Luis Alberto Alaniz Castillo
5th of October of 2018

Instructions for the predictive model.

  • Enter a sentence with at least two words and the model predicts the next word showing the three most likely choices.

The Algorithm.

  • Takes the last two words of a sentence and calulates the probability of the next word conditional on previous words.
  • Chooses the three words with highest conditional probabilities and shows them to the user.
  • The steps of the algorithm are:
    • Using the “tm” package convert the corpora provided by SwiftKey into a Volatile Corpus.
    • Use the first 90% of the corpus as a training set, the next 5% as validation set, and the next 5% as a test set.
    • Load “tm” Volatile Corpus as “Quanteda” Corpus.
    • Tokenize removing numbers, punctuation, twitter symbols, urls, and other symbols.

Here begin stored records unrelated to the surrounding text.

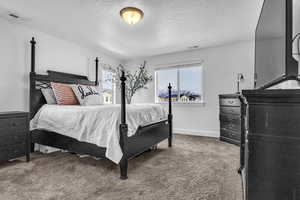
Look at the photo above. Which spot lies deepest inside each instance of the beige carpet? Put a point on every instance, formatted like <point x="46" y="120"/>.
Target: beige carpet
<point x="196" y="168"/>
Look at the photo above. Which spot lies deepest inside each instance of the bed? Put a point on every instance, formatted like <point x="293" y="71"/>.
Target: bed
<point x="133" y="133"/>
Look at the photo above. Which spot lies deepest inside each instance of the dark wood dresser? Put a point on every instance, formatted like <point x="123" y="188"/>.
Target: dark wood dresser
<point x="14" y="135"/>
<point x="230" y="118"/>
<point x="272" y="158"/>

The Algorithm (continued).

  • The steps of the algorithm are:
    • Create unigram, bigram and trigram tokens from the Corpus.
    • Create Data Frequency Matrices (DFM) for each token in the previous bullet.
    • Get text stats (frequencies) from each DFM . and save it as “dplyr” tbl_df.
    • Get maximum likelihood conditional probabilities for unigrams, bigrams and trigrams.
    • Get weights for linear interpolation maximizing the likelihood function over the validation set using training set n-gram probabilities that depend on the weights.
    • Calculate the perplexity of the model in the test set.

Evaluation of the model in the test set.

  • The resulting perplexity (excluding start of sentence and end of sentence tokens) of the model, a measure of how well a probability model predicts a sample, in the test set is 17.3. A lower perplexity means that the model makes better predictions.

Final remarks.

  • The model was concieved in a way that most of the calculations are made in a R producing a data base of size 62.9 mb.
  • What the shiny application practically only has to do a search over the data base according to the words entered by the users to find most likely words sorting the results of the search.
  • The idea was to make easy calculations in shiny while loading a data base of a reasonable size.
  • n-grams with less than 7 occurrences were pruned which can produce poor results when the set of words is rare.